“Ya memang tentang helm dan spakbor itu cukup panjang, cukup alot. Helm kan melindungi keselamatan, tapi ada pemikiran, dari rumah mau ke warung mosok harus pakai helm, akhirnya jadi opsional,” kata Budi di Jakarta, Rabu (23/09).
Budi menuturkan untuk tujuan tertentu, misalnya berolahraga, helm itu wajib digunakan, meskipun dalam aturan sifatnya tetap opsional.
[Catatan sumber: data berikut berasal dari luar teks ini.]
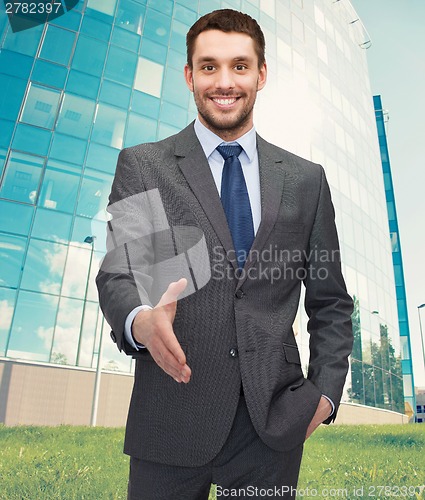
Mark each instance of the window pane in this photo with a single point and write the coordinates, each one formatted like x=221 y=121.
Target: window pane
x=154 y=51
x=51 y=225
x=121 y=65
x=140 y=129
x=186 y=16
x=6 y=131
x=74 y=284
x=15 y=217
x=12 y=63
x=32 y=139
x=44 y=267
x=33 y=324
x=145 y=104
x=125 y=39
x=7 y=305
x=13 y=91
x=67 y=331
x=12 y=250
x=176 y=59
x=94 y=193
x=173 y=115
x=149 y=77
x=115 y=94
x=130 y=16
x=22 y=177
x=175 y=89
x=96 y=28
x=105 y=6
x=89 y=55
x=92 y=324
x=76 y=116
x=83 y=84
x=49 y=74
x=69 y=149
x=109 y=126
x=25 y=42
x=60 y=186
x=57 y=45
x=157 y=27
x=165 y=131
x=102 y=158
x=165 y=6
x=41 y=106
x=178 y=36
x=71 y=20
“Kalo kita mungkin ingin lebih safety, para pesepeda pakai helm untuk kepentingan umum, untuk olahraga itu wajib, opsional kalo menggunakan ya lebih baik,” katanya.
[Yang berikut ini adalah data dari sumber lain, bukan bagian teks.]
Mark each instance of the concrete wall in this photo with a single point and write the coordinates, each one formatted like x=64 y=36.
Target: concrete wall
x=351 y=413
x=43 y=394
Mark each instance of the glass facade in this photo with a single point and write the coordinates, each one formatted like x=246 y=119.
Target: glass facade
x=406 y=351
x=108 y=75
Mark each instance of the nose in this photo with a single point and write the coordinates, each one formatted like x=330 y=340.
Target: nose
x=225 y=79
Dalam PM 59/2020 ini diatur mengenai beberapa persyaratan keselamatan, misalnya untuk penggunaan helm maupun spakbor tidak diwajibkan dan bersifat opsional.
Untuk spakbor bahkan dikecualikan bagi sepeda balap, sepeda gunung, dan sepeda lainnya sesuai ketentuan peraturan perundang-undangan.
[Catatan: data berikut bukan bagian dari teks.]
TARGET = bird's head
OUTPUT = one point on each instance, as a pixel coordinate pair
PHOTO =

Menurut Dirjen Budi, penggunaan helm bagi para pesepeda di jalan umum juga tidak diwajibkan namun masyarakat tetap dapat menggunakan helm sebagai bagian dari keselamatan saat bersepeda.
“Kami ingin kelanjutan regulasi ini implementasinya bisa cepat di daerah-daerah. Saya sudah kirim surat ke seluruh Gubernur dan kantor-kantor untuk menyiapkan beberapa fasilitas pendukung bagi pesepeda hingga tingkat kota kabupaten. Artinya ada kewajiban bagi pemerintah untuk secara bertahap menyiapkan infrastruktur bagi pesepeda sehingga menjamin keselamatan bersepeda,” katanya.
Salah satu fasilitas pendukung ini antara lain adalah tersedianya parkir umum untuk sepeda.
“Berikutnya kami mendorong kantor, sekolah, tempat umum, tempat ibadah, untuk bertahap menyiapkan tempat parkir bagi sepeda. Parkir untuk sepeda ini tidak hanya ruang tapi juga alat untuk parkir sepedanya. Arahan kita parkir sepeda harus mudah dijangkau oleh pesepeda, lokasinya tidak terlalu jauh sehingga akan mendorong minat masyarakat cepat bertambah untuk bersepeda,” lanjutnya.